From the thousands of kids I have observed over the years, the little ones demonstrate this “fight or flight” mechanism very dramatically. So Rose's brush is giving her a false sense of security, because she feels #threatened. Don't we all feel that way from time to time, even as adults?
Let's go back to the first statement for a moment...
We can help children grow up fundamentally happy and balanced by providing happy environments and supportive, loving relationships, that also encourage growth beyond limitations. We can help them experience the joy of giving and the grace of receiving. And of course, the main way of helping this come into being, is setting an example in our own lives. Wait! Before you stop reading because you feel this is impossible, the next thing I want to say is you can't do it alone! You know how people say “it takes a village”. Well, this is true. I would very much encourage you to find people, both other kids and adults, that help create this “space” for your children.
So, as I said the keywords were happy participation.
To me, happy participation is something you do when you experience:
the joy of what it feels like to give and receive love (for example by sharing your hairbrush)

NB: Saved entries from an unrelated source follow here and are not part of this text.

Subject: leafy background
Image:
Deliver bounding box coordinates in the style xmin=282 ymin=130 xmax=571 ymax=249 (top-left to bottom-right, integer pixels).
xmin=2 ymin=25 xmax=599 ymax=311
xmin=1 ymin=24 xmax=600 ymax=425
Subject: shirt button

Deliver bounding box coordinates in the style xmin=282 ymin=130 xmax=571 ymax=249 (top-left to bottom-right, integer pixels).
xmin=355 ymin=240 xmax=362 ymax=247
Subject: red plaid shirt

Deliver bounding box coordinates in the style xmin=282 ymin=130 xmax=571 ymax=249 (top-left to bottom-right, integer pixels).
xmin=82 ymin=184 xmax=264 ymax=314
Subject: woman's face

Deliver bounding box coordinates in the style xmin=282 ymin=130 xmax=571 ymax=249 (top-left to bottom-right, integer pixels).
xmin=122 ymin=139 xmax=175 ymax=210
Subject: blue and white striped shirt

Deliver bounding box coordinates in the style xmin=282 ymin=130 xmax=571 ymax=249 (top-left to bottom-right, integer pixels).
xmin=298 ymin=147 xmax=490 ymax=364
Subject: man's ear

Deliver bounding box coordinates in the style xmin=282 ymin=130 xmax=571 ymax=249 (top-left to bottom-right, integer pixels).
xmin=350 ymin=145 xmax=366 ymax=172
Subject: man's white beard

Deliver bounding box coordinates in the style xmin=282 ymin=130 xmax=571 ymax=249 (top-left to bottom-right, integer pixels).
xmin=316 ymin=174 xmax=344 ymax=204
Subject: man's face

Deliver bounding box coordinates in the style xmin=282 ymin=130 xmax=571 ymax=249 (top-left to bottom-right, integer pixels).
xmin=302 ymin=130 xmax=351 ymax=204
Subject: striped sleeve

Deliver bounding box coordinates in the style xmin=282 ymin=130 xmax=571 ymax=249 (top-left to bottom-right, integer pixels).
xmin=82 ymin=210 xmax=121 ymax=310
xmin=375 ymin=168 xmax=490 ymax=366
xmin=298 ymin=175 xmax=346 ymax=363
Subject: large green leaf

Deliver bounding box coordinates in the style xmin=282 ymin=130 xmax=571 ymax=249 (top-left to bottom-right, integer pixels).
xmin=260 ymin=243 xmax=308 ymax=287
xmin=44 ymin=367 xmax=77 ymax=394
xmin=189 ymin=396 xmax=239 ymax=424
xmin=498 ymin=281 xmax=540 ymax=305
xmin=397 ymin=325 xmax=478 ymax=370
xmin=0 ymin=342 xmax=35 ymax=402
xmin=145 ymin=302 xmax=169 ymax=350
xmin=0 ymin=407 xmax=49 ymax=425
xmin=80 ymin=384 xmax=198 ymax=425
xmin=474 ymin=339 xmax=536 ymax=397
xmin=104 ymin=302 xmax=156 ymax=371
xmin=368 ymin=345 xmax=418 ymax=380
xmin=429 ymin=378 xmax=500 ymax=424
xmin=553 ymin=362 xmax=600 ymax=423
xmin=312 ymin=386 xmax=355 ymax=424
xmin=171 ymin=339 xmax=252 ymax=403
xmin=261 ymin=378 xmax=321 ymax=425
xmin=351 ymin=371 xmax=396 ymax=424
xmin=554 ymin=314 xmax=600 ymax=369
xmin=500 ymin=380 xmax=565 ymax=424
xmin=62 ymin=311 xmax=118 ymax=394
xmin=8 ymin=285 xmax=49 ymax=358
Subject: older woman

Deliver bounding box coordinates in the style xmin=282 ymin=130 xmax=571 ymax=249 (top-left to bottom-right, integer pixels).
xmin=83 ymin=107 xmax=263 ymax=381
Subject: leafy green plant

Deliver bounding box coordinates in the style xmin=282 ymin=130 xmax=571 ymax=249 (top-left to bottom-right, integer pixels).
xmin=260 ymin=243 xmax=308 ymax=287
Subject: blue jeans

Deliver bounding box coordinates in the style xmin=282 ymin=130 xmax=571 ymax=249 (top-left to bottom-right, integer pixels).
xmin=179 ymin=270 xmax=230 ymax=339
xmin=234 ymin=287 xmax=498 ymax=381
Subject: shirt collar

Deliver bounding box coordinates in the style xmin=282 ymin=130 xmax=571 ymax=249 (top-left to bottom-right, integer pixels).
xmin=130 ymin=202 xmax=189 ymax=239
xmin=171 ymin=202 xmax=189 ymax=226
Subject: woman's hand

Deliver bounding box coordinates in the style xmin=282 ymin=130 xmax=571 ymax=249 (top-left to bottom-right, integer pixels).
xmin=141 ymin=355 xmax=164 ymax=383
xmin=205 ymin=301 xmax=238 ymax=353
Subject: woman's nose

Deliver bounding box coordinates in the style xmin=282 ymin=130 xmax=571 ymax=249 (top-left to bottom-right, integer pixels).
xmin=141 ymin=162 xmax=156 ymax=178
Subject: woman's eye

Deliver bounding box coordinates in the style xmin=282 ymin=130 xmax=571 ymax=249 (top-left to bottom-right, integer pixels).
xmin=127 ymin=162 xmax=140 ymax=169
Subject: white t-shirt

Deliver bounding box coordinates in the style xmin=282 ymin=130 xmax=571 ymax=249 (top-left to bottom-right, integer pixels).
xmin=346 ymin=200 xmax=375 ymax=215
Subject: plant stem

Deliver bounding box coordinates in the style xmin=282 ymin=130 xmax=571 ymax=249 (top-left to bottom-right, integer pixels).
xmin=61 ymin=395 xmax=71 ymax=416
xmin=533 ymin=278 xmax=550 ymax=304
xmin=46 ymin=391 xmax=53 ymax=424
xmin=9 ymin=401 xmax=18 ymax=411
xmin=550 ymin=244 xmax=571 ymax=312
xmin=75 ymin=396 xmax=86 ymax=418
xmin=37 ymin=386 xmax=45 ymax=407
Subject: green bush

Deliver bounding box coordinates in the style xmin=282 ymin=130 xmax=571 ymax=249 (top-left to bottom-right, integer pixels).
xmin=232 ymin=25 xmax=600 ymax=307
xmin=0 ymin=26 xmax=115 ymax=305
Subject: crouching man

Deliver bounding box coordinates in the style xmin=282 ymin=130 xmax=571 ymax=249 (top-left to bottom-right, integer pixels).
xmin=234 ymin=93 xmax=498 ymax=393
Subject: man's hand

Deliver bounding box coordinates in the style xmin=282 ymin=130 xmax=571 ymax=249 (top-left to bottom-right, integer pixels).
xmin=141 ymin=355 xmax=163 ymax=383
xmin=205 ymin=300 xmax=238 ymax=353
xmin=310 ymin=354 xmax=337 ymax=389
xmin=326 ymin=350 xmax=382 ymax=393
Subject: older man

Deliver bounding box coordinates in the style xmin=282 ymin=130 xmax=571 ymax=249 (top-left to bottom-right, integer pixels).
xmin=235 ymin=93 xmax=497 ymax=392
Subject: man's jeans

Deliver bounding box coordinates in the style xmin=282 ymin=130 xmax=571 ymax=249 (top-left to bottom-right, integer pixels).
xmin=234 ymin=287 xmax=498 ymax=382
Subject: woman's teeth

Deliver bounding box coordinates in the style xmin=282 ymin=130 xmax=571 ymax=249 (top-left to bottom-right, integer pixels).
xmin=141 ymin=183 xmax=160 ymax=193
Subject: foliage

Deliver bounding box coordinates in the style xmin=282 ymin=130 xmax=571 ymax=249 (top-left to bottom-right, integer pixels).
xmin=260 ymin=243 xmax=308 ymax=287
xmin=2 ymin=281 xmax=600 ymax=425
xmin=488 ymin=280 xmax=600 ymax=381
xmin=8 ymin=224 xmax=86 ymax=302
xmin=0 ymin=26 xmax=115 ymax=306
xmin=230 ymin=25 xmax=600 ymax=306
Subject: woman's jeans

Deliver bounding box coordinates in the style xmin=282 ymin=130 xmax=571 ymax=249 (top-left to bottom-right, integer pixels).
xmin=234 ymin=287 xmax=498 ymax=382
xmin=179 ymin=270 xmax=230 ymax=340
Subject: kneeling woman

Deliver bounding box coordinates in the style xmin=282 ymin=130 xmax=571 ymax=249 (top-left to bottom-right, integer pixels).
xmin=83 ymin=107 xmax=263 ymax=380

the gratification you feel when you go beyond limitations, (like learning a new skill that is very challenging, and requires a lot of persistence)
the power of autonomy and discrimination the ability to discipline or manage your self (with freedom comes responsibility)
the strength to express your feelings and listen to others the connection felt in friendship
the enjoyment of relaxing and breathing
the safety in trust
conversations about the meaning of happiness, love, and gratitude
hugs and positive physical contact
that you are more than what you look like
So the answer to the question can this be any different? is YES!
Children (and adults) feel fundamentally threatened because they are #vulnerable. We are all going to die at some point, and that could make us feel very threatened or afraid. But it doesn't have to. We don't have to try to forget it, or try to distract ourselves from it, but we can shift the way we relate to it. Death is a natural part of life.
As Carl Jung said: "I am convinced that it is hygienic--if I may use the word--to discover in death a goal toward which one can strive, and that shrinking away from it is something unhealthy and abnormal which robs the second half of life of its purpose."